WASHINGTON — President Joe Biden on Friday signed a short-term spending measure that will keep one set of federal agencies operating through March 8 and another set through March 22 — officially averting a partial government shutdown that began on Sunday would have started.
The measure gives lawmakers a little more time to draft and approve spending measures to keep the federal government operational for the current budget year, which ends September 30. Washington has taken a series of short-term measures as Congress has routinely failed to pass the full year’s spending bills on time.
“This bipartisan agreement prevents a damaging shutdown and gives Congress more time to work on full-year funding bills,” Biden said in a statement Thursday evening after both the House of Representatives and the Senate approved the workaround. “That’s good news for the American people. But I want to be clear: this is a short-term solution, not a long-term solution.”

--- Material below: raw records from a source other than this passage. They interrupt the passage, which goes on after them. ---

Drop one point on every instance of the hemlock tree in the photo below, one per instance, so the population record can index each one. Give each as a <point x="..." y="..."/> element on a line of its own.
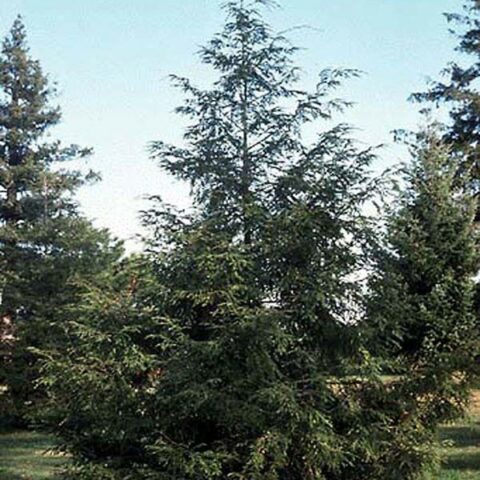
<point x="458" y="91"/>
<point x="44" y="242"/>
<point x="421" y="310"/>
<point x="241" y="357"/>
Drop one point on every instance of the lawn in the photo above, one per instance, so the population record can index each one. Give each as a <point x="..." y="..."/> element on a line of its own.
<point x="27" y="456"/>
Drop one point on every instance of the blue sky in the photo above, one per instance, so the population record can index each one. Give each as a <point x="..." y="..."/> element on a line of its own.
<point x="110" y="59"/>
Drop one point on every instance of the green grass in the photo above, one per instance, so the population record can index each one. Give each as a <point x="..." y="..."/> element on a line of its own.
<point x="28" y="456"/>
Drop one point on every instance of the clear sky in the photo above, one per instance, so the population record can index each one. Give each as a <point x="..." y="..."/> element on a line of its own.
<point x="110" y="59"/>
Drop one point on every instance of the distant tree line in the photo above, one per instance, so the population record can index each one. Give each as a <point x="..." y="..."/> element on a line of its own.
<point x="280" y="329"/>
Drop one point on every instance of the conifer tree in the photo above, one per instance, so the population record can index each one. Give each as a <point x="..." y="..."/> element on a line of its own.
<point x="421" y="311"/>
<point x="459" y="92"/>
<point x="44" y="242"/>
<point x="237" y="354"/>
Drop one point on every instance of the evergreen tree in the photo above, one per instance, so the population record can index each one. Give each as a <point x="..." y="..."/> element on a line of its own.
<point x="237" y="354"/>
<point x="44" y="242"/>
<point x="458" y="91"/>
<point x="421" y="310"/>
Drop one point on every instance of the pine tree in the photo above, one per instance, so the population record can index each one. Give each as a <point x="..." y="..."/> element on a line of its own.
<point x="421" y="311"/>
<point x="237" y="354"/>
<point x="458" y="91"/>
<point x="44" y="242"/>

The House was the first to take action on Thursday. The vote to approve the extension was 320-99. It easily achieved the two-thirds majority needed for passage. Democrats voted overwhelmingly to prevent a partial shutdown. But the vote was much more divided: Republicans were 113 in favor and 97 against. The Senate then took up the bill and passed it in an evening vote of 77-13.
Next week, the House and Senate are expected to take up a package of six spending bills and deliver them to the president by March 8. Then, lawmakers would work to fund the rest of the government by the new March 22 deadline.